III - A partir desta "vitória" os movimentos sociais intensificaram a sua campanha pela realização das reformas de base. Segundo Reis, calculando mal as condições que os fizeram ter sucesso na Campanha da Legalidade. Reis aponta que a euforia da vitória tenha "cegado" esses movimentos, fazendo com as suas posições se radicalizassem cada vez mais. O grande número de greves e as constantes crises no governo federal fizeram os golpistas de 61 se colocarem na defensiva, temendo que caso as reformas fossem levadas a frente, as sérias transformações pelas quais poderia passar a estrutura social brasileira.Toda uma mobilização dos setores liberais, eclesiais e militares adotavam uma postura anticomunista como forma de barrar a "República Sindicalista" para qual o Brasil estava caminhando.

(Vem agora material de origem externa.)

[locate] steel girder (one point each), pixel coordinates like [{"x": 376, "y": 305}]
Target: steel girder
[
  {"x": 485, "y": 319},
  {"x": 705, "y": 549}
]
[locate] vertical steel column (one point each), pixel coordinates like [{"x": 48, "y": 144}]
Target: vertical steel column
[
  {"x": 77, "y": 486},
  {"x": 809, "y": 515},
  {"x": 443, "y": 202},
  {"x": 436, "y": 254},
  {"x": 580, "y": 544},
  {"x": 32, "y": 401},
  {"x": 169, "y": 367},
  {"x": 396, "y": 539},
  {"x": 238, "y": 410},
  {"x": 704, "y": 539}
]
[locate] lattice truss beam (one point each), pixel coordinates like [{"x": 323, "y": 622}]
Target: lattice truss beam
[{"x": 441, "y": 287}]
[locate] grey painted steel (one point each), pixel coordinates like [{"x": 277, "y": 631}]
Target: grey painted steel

IV - Depois de reaver os seus poderes presidenciais, Goulart viu naufragar o seu Plano Trienal. No primeiro de um série de comícios que serviriam como forma de pressionar o Congresso Nacional a aprovar as Reformas de Base, cruzou o limite a linha média vacilante a qual adotara até então. 

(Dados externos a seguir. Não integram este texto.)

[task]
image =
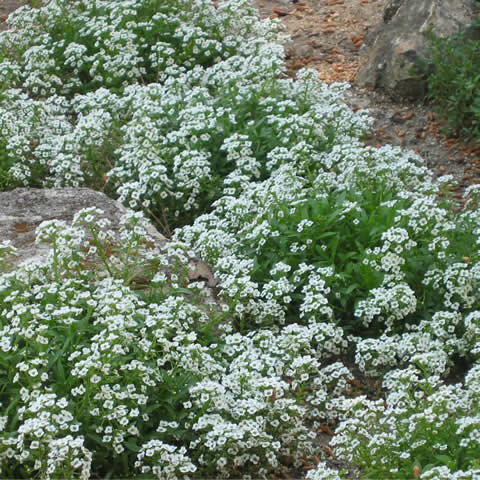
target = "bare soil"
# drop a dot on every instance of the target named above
(329, 35)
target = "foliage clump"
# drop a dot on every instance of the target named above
(454, 82)
(332, 258)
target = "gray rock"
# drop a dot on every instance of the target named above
(398, 54)
(22, 210)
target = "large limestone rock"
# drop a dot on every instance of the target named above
(396, 51)
(22, 210)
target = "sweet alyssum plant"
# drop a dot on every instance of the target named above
(112, 363)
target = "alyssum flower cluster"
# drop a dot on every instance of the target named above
(326, 252)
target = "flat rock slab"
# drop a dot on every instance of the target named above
(22, 210)
(398, 52)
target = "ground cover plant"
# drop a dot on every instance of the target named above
(454, 83)
(333, 260)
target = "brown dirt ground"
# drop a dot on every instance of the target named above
(328, 35)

V - Ao sucesso do primeiro comício pelas reformas, a reação dos setores conservadores veio com a realização da "Marcha da Família com Deus pela Liberdade". O desfecho viria com a participação de Goulart em dois eventos reunindos subalternos das forças armadas. O que viria a ser o seu ultimo discurso numa reunião de sargentos da PM no Rio, foi o estopim do movimento de 31 de março de 1964.
Colapso do Populismo

I - A base do grupo golpista, em si era bastante heterogênea, por vezes divergiam em seus interesses de grupo. Mas tinham uma coisa em comum: a aversão ao protagonismo crescente que os movimentos sociais vinham adquirindo na participação das decisões dos destinos políticos do Brasil. Esse protagonismo de fato representava uma ameaça aos privilégios que estes setores conservadores e dominantes detinham, o que era fortalecido pelo "trabalhismo" em desenvolvimento constante no cenário político da época. Era primeiro preciso combater esse mal, do "trabalhismo" fez-se o "populismo", e o golpe civil militar veio encerrar esta prática nefasta, utilizada desde Vargas. As analises que se seguiram, apontaram este golpe como o Colapso do Populismo;

II - Reis faz uma análise da obra o "O colapso do Populismo" de Octávio Ianni, passando pela identificação, apogeu e crise do Populismo, a caracterização do espaço onde se manifestou e os seus desdobramentos. Reis por vezes chama a atenção para a análise de Ianni, onde este último aponta para a falta de consciência de classe dos trabalhadores e de como estes foram apenas marionetes dentro das disputas da esfera política. Chama atenção também para o "atraso" dessa classe no desenvolvimento da classe trabalhadora brasileira. Em consequência faz uma análise de como o PCB falhou em não conseguir se fazer ouvir pelas classes trabalhadoras não conseguindo construir uma política revolucionária, e como o seu erro de avaliação do momento histórico, levou a inevitabilidade do golpe militar;

Francisco Weffort e o Colapso da Teoria

Análise das teses de Franciso Weffort sobre a atuação das esquerdas e sua aproximação com a democracia populista. Weffort também daria enfâse ao "atraso" que marca a tradição da formação da consciência da classe operária brasileira.

Herança maldita

Critica sobre as interpretações que não se baseiam numa analise da formação histórica das tradições trabalhista e comunista. Tendendo sempre a considerar os processos a partir de um "marco zero" sem no entanto problematizar e perceber os traços residuais que as tradições de formação exercem sobre as atuais conjunturas.